Dans un documentaire de la chaîne britannique ITV, diffusé ce mardi 19 janvier 2021, des médecins chinois témoignent à visage flouté des pressions qu’ils ont subies à Wuhan pour cacher que le coronavirus se transmettait entre êtres humains. Cette attitude des autorités chinoises aurait permis à la pandémie de prendre de l’ampleur.

S’ils avaient pu parler, l’histoire aurait-elle été différente ? La question se pose après la diffusion, le mardi 19 janvier, par la chaîne britannique ITV d’un documentaire intitulé Outbreak : The Virus That Shook The World (Épidémie : le virus qui a secoué le monde).

Plusieurs médecins de Wuhan, berceau de la pandémie, en Chine, y témoignent, filmés en caméra cachée, pour expliquer qu’ils ont été témoins des premiers cas de coronavirus et qu’ils avaient conscience de sa dangerosité dès le mois de décembre 2019.

« Fin décembre ou début janvier, le parent de quelqu’un que je connais est mort de ce virus.

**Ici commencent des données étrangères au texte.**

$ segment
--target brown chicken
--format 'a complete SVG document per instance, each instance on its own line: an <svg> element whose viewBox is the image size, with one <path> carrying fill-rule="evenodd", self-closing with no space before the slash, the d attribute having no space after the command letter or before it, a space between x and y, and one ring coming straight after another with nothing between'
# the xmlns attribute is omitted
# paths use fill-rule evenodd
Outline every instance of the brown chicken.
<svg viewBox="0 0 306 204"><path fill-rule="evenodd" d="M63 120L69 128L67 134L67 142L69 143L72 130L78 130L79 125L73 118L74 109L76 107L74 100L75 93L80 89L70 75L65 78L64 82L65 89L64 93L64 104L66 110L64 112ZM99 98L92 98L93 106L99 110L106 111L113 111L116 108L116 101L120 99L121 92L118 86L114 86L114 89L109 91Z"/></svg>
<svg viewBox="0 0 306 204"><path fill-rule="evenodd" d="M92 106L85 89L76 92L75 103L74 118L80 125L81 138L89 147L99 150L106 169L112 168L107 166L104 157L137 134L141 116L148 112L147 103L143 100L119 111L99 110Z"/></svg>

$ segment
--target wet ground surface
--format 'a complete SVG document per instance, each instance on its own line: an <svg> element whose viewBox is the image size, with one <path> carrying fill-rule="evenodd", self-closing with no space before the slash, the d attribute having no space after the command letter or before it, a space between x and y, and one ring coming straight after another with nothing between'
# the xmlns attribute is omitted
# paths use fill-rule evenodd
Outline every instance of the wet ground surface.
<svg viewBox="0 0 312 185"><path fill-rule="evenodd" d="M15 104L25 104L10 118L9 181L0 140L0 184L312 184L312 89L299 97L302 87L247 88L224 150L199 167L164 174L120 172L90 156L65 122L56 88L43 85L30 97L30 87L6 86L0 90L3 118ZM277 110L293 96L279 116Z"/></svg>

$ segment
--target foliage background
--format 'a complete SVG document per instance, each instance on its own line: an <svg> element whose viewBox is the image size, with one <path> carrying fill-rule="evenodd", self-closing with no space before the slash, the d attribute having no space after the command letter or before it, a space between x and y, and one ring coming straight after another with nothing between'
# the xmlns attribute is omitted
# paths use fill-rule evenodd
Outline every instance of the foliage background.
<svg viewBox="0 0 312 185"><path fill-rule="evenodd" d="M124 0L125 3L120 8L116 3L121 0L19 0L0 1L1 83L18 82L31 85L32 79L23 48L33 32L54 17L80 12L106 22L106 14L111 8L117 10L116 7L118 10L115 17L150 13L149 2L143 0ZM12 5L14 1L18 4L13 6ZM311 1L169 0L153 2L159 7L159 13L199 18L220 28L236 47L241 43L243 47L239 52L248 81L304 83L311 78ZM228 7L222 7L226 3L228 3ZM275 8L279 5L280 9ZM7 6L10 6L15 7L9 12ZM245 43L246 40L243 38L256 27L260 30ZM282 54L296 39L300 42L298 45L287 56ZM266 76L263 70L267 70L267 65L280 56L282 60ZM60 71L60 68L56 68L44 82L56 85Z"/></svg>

Beaucoup de ceux qui vivaient avec lui étaient également infectés, y compris des gens que je connais », raconte un médecin.

« Ne pas dire la vérité »

Il ne faisait alors pour eux aucun doute que le virus pouvait se transmettre entre êtres humains. Mais lors d’une réunion avec les autorités locales, ordre a été donné de ne rien dire.

« Les dirigeants provinciaux ont dit aux hôpitaux de ne pas dire la vérité », explique un médecin. Et ce malgré la proximité des fêtes du Nouvel an chinois qui allait, à coup sûr, entraîner une diffusion exponentielle du virus.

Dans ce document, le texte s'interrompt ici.